Spinghar university
- Type: medical, stomatology, medical technology
- Established: May 20, 2009
- Chancellor: Dr Khair Mohammad Momand
- Students: 1429
- Undergraduates: 220
- Location: Jalalabad, Nangarhar, Afghanistan
- Campus: Kabul;
- Website: Official website

= Spinghar Higher Education Centre =

Spinghar Higher Education Institute (سپین غر د لوړو زدکړو موسسه) was registered as a private higher education institute on May 20, 2009, in the city of Jalalabad, Nangarhar province, Afghanistan with the ministry of higher education of Afghanistan. It offers a six-year M.D degree. The last year, i.e. 6, is a pregraduate internship which can be completed in Momand teaching hospital.

The Spinghar University currently holds scientific activities in three faculties (therapeutic medicine, stomatology and medical technology).

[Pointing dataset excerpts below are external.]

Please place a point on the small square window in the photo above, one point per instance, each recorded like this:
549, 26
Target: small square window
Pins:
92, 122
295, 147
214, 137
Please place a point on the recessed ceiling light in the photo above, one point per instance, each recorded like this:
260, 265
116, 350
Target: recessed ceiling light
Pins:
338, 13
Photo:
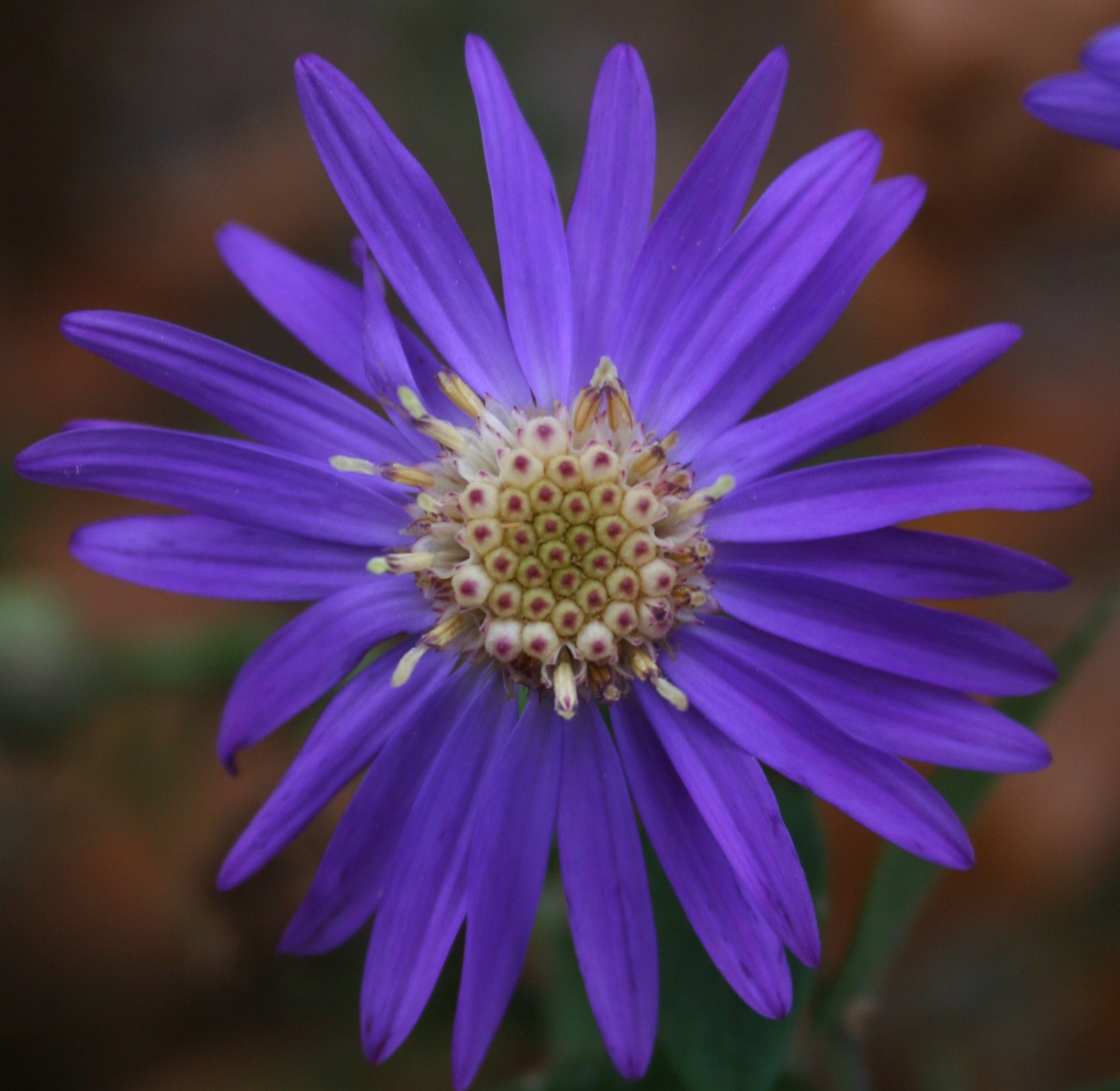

Bahauddin Baha, who is a graduate of SIHG, represented Afghanistan in the World Innovation Summit for Education in Doha and later became the first graduate of private medical universities in Afghanistan to get full GMC license. He currently practises in England.

The Spinghar Medical Institute is trying to offer the best available medical facilities to its students in Nangrahar and Kabul, Afghanistan.

Higher education institution Spin Ghar Kabul Branch has 10 professor Dr., 71 master and 50 master bachelors who are contractually and permanently collaborating with the institute.

Spinghar has thousands of students in its branches in curative medicines, Stomatology and medical Technology faculties.

Spinghar University has graduated three batches of medical (male and female) students from the curative medicine faculty.